Vol 86, No 1 (2023): The 2022 Italian general election
Issue Description
The 2022 Italian general election, a special issue with Arianna Giovannini, Marco Valbruzzi, and Davide Vampa as Guest editors, features a series of scientific contributions that investigate the different, relevant aspects of the latest legislative elections in Italy.
The introduction by the special issue Guest editors places the 2022 election within the recent electoral history of Italy and the broader European context, and it argues that the election did not represent a radical change from the past. Rather it marked a further step in the emergence of a ‘new political normal’ characterized by volatility, fragmentation, mainstreaming of populist ideas and actors, polarization, and the reframing of socio-economic and socio-cultural cleavages.

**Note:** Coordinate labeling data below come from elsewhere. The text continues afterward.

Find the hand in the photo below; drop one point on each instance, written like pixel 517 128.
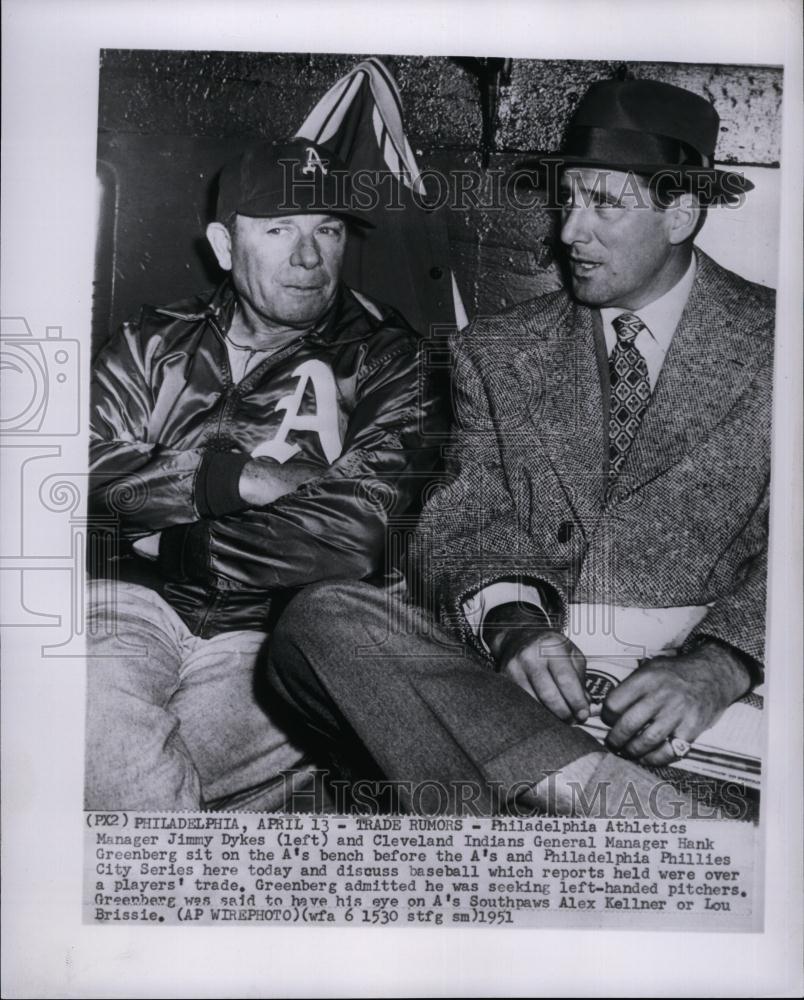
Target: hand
pixel 263 480
pixel 549 667
pixel 672 696
pixel 148 546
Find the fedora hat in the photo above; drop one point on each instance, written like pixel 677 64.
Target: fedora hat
pixel 649 128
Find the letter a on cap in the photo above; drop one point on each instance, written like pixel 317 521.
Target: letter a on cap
pixel 313 162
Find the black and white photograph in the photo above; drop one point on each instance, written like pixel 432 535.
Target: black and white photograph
pixel 406 505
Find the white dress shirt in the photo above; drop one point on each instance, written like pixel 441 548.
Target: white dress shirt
pixel 661 317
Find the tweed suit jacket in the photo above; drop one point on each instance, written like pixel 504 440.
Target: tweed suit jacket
pixel 685 522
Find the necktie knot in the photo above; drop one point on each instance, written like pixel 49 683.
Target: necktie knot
pixel 627 326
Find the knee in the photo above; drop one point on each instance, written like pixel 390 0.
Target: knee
pixel 331 608
pixel 316 629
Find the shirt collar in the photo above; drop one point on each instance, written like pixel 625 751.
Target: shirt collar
pixel 661 316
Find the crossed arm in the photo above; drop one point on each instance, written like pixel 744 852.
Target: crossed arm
pixel 271 526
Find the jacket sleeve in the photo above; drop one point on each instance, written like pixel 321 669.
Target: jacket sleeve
pixel 133 478
pixel 336 525
pixel 474 532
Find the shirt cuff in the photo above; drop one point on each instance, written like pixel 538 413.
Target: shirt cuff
pixel 478 606
pixel 217 483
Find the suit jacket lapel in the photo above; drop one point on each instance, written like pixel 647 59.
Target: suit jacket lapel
pixel 569 422
pixel 706 369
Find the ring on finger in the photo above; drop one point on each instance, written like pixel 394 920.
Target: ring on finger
pixel 679 747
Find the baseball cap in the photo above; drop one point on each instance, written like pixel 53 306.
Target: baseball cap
pixel 295 178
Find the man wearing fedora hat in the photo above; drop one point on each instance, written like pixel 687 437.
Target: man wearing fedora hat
pixel 235 442
pixel 611 466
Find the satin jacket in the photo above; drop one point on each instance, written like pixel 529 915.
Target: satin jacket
pixel 171 432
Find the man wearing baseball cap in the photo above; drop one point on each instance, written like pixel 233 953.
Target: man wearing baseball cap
pixel 612 481
pixel 237 443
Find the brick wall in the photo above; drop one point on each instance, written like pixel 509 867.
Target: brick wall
pixel 168 120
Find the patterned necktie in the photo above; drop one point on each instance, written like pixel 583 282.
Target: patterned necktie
pixel 630 389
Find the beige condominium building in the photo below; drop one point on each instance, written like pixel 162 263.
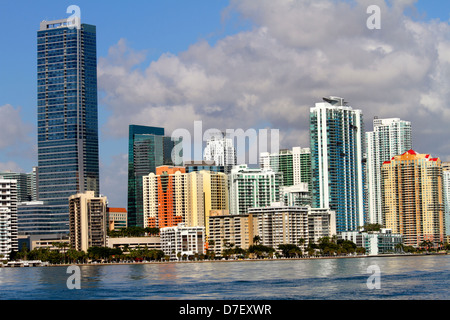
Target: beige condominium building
pixel 87 221
pixel 412 198
pixel 172 196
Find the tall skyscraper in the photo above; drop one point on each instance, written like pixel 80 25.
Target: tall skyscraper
pixel 220 150
pixel 172 196
pixel 337 165
pixel 26 184
pixel 412 198
pixel 68 155
pixel 389 138
pixel 8 218
pixel 295 165
pixel 148 149
pixel 446 195
pixel 88 224
pixel 253 188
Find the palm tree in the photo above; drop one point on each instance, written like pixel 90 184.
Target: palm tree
pixel 256 240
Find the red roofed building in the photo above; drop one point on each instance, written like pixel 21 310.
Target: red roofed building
pixel 412 198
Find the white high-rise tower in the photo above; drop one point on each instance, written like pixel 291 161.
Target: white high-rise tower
pixel 220 149
pixel 389 138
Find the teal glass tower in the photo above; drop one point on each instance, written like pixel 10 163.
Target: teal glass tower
pixel 68 154
pixel 338 162
pixel 148 148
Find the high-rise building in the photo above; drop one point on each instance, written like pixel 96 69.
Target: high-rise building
pixel 446 195
pixel 88 226
pixel 26 184
pixel 68 155
pixel 295 164
pixel 8 218
pixel 412 198
pixel 148 148
pixel 182 242
pixel 192 166
pixel 278 224
pixel 390 137
pixel 337 161
pixel 253 187
pixel 164 197
pixel 172 196
pixel 116 218
pixel 220 150
pixel 226 229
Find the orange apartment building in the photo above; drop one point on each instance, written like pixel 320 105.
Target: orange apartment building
pixel 170 199
pixel 412 198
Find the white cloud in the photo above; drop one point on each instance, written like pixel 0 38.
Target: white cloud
pixel 13 131
pixel 297 52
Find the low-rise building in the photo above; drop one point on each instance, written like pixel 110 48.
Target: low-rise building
pixel 321 223
pixel 279 224
pixel 226 229
pixel 180 241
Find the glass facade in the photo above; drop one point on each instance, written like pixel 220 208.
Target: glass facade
pixel 338 163
pixel 68 158
pixel 148 148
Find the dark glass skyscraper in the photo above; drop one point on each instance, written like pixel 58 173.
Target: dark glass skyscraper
pixel 68 155
pixel 148 149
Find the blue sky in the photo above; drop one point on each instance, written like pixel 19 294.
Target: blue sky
pixel 151 27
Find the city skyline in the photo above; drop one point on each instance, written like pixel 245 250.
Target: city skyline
pixel 239 34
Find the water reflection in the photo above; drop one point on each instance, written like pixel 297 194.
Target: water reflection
pixel 401 277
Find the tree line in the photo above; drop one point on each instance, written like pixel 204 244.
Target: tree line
pixel 325 246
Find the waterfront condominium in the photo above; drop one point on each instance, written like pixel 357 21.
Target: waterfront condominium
pixel 68 157
pixel 253 187
pixel 220 150
pixel 337 163
pixel 148 148
pixel 389 138
pixel 446 195
pixel 412 198
pixel 88 225
pixel 295 164
pixel 172 196
pixel 8 217
pixel 26 184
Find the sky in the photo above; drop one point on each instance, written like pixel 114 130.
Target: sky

Bertero and Scaduto analyse the pre-electoral phase and observe the strategies of the different parties and coalitions during the 2022 electoral campaign, highlighting a complex interplay between newer and older logics shaping the current hybrid media system.
Marini and Piccolino look at the electoral results, interpreted not only from a diachronic national standpoint but also from a synchronic comparative perspective on a European scale. In that perspective, 2022 Italy fits within a European electoral context of significant growth of far-right parties. Considering the historical framework, the outcome of the Italian elections can be assessed as anything but an outlier.
Boldrini and Grimaldi focus on the representatives elected to the Italian Parliament, whose number was significantly reduced by a constitutional reform in 2020. They point out how the winner of the 2022 general election, Meloni's Fratelli d'Italia (FdI), did not trigger a process of political renewal as dramatic as that produced by the Five Stars Movement (M5S) in 2013 and 2018 or by Forza Italia (and its allies) in 1994. More in general, the 2022 election does not seem to have marked a new critical juncture in recent Italian history nor a widening of the gap between continuously changing parliamentary equilibria in Italy and more stable political elites in the rest of Europe.
Finally, Griffini investigates the aftermath of the election: the short post-electoral negotiations to form the new cabinet, and its first 100 days in office. In a nutshell, she finds that, in line with trends in both Italy and other European countries where populist radical right parties are in office, moderation has been a hallmark of Meloni’s government in the initial period, although some radical positions have emerged (especially in the domestic sphere and on symbolic measures).